Director Stephen Barlow updates the setting to a modern American courtroom, explicitly linking a sexual crime in Ancient Rome, by way of projected quotes, to contemporary crimes through the 2015 People vs Turner case. A direct association with an individual case feels unnecessarily specific when Barlow’s staging itself makes clear that sexual violence is a crime without temporal borders. Jon Morrell’s costumes blend business suits with togas to retain a Roman flavour, and the transformation of La Voce into a sharp-suited, empathetic and visibly furious prosecutor is a smart move: her narration essentially turns the opera into a combination of witness statement and scene reconstruction. At the moment of the rape, where Respighi’s music roils and seethes, a screen descends. We cannot see the crime, but a man and a woman of court staff are visible to us, and the crime is visible to them. The woman breaks down; La Voce puts an arm around her in comfort, a moment of solidarity. It’s a tightly conceived, choreographed and executed production, one of the finest I’ve seen at the Guildhall.

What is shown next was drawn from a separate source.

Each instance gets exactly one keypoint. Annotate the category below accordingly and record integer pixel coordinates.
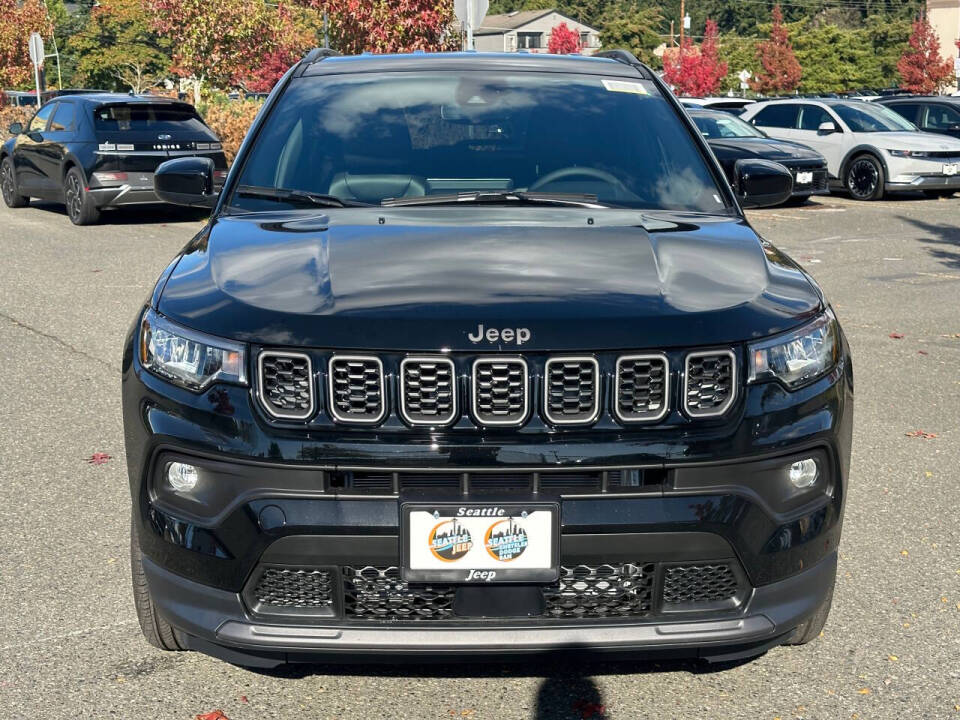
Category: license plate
(479, 542)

Vocally, it is anchored around the two principal ladies, Hannah McKay’s Lucrezia and Gabriella Giulietta Noble’s La Voce. McKay’s soprano has a richness and solidity underpinned by a budding technique; she sang with an obvious facility for breath control, with solid legato and an easy higher register. Top notes were incisive and there was a grace to her enunciation which imbued her performance with a striking dignity. Noble’s mezzo-soprano is slightly thinner and more angular; she projected well and there was a bite to her diction that showed a real sense of the text. Baritone Redmond Sanders gave us a playboy Tarquinio, showing a swaggering, thrusting voice, rich in the lower register and velvety throughout. In his final duet with Lucrezia, there was no snarl, but an audible amorality, a sense of perverse joy in his impending crime. It’s a hard colour to paint, but Sanders did it well.
Dame Ethel Smyth’s Der Wald is slightly less convincing. Wagner is the very clear musical antecedent and there is a lush, at times pastoral, flavour that neatly captures the opera’s subject. It’s harder, though, to detect any really memorable music; this did not prevent the cast from making an enjoyable case for a work that was the first by a female composer to be staged at the Metropolitan Opera.

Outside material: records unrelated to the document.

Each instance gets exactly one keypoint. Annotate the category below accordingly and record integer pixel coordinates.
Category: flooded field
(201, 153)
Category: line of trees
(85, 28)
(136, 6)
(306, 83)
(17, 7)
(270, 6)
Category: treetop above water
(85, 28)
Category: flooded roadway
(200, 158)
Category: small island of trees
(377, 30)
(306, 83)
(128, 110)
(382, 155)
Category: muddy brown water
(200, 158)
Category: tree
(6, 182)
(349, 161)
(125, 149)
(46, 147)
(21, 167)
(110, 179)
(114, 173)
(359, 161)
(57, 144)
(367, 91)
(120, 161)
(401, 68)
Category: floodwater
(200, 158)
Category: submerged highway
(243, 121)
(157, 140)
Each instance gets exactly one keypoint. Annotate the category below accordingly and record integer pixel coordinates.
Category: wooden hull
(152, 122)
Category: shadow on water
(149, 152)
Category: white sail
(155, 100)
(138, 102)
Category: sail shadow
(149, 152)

Barlow updates the work to what looks to be the mid-20th century. Iolanthe becomes the leader of a biker gang, all leather and lust, and there is a sense of a protection racket being run. The prelude sees two graves at the front of the stage; from the outset, we are aware of a looming crisis. Barlow’s sensitive direction gives a sense of narrative flow – the finale, where Röschen prepares to hang herself, is chillingly handled. As with Lucrezia, this performance was anchored around the two principal ladies. Soprano Avery Lafrentz showed a voice with real potential in the Germanic repertoire, colouring every word with emotion and showing consistent strength in the top of the voice. It made an ideal contrast to Seohyun Go’s Röschen, demurely dressed, sung with a lighter soprano with an appealing bloom and a sense of the text. Harry Jacques, a light tenor, was a moving Heinrich, while Sonny Fielding showed a sense of the absurd as the bearskin-wearing Hausier.
In both operas, Wheeler conducted the orchestra in dynamic performances, the musicians strongest in the Respighi, with some particularly fine woodwind playing.